Since the lump did not go away, she went to see her GP four months later, in January 2018 – but she admitted she never thought it could be cancer.

The mortgage broker from Essex said she “couldn’t feel the lump” even though she could hold it.

The doctor then referred her for an ultrasound scan and the radiologist said it was just milk drying up.

Ms Olowe told the Daily Mail : “I felt I was wasting NHS time, but it felt like it was growing nearer to my armpit.

“In July, I spoke to a female GP over the phone and was sent for another ultrasound. It was the same radiologist doing it. She asked why I was back and, on scanning, said nothing had changed.

“Then a medical student, who was in the room, started asking questions and pointing things out on the screen. I’m so grateful for that student – she might have saved my life as I went immediately for a biopsy.”

She said she was “too scared to ask” why she needed a mammogram and then a bone scan, but she now knows that there is a risk for breast cancer to spread to the bones.

Two weeks later, the woman and her husband Peter, 37, saw a consultant, and she was diagnosed with a 6cm stage 3 tumour after two ultrasound scans.

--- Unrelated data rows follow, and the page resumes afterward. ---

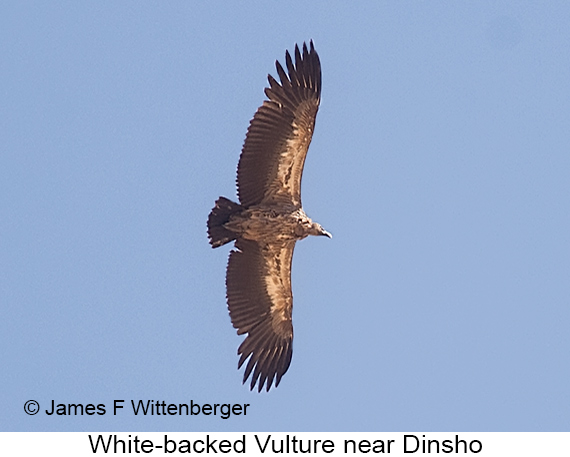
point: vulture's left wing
(260, 302)
(273, 155)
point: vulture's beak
(325, 233)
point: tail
(219, 215)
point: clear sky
(440, 163)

Stage 3 usually means the cancer is larger and may have started to spread to surrounding tissues and/or the lymph nodes.

She needed a mastectomy – surgery to remove a breast – as well as six months of chemotherapy and six weeks of radiotherapy.

Despite feeling down after the diagnosis as she was worried for her son’s future, the woman decided to put on a brave face and do all she could to fight the disease.

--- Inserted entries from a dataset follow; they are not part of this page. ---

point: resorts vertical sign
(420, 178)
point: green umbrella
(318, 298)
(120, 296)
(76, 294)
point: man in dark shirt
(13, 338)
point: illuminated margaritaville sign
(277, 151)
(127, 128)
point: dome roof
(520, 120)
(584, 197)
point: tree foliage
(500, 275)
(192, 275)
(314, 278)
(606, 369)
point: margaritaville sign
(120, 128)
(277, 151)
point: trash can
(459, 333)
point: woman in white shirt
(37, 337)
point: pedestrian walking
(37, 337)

Within two weeks of her diagnosis, Ms Olowe had five lymph nodes in her right armpit removed.

The woman and her husband also went to Guy’s and St Thomas’ Assisted Conception Unit in London to talk about IVF and freezing embryos for a sibling for Samuel.

Ms Olowe was supported by Breast Cancer Now and in turn, she helped the charity with its Tickled Pink Campaign.

Her message ‘I am a beautiful masterpiece’ was printed on fundraising T-shirts and will be available to buy at Asda stores this month.

Nicola Roche, a consultant breast cancer surgeon at the Royal Marsden Hospital in London, said 80 per cent of breast cancer cases occur in women over 50s – but younger women usually have “more aggressive cancers”.

For this reason, it is important to check your breast regularly to check for any changes, Miss Roche added.

She explained: “When you’re in your 20s and 30s, if you find a lump it’s most likely to be a fibroadenoma [a benign, slow-growing, solid breast lump]; in your 40s it’s likely to be a cyst; and only in your 50s is it more likely to be cancer.”

The expert added: “Young Black women have a lower incidence of breast cancer, but when they get it, it tends to be more aggressive.

“Women from ethnic minority groups may also present late with breast cancer symptoms because of socio-economic and cultural reasons.”

Breast cancer is the most common type of cancer in the UK, explains the NHS.

Most women diagnosed with breast cancer are over the age of 50, but younger women can also get breast cancer.

Around 55,000 women and 370 men are diagnosed with breast cancer every year in the UK, according to charity Breast Cancer Now.

Every year around 11,500 women and 85 men die from breast cancer in the country – that’s nearly 1,000 deaths each month.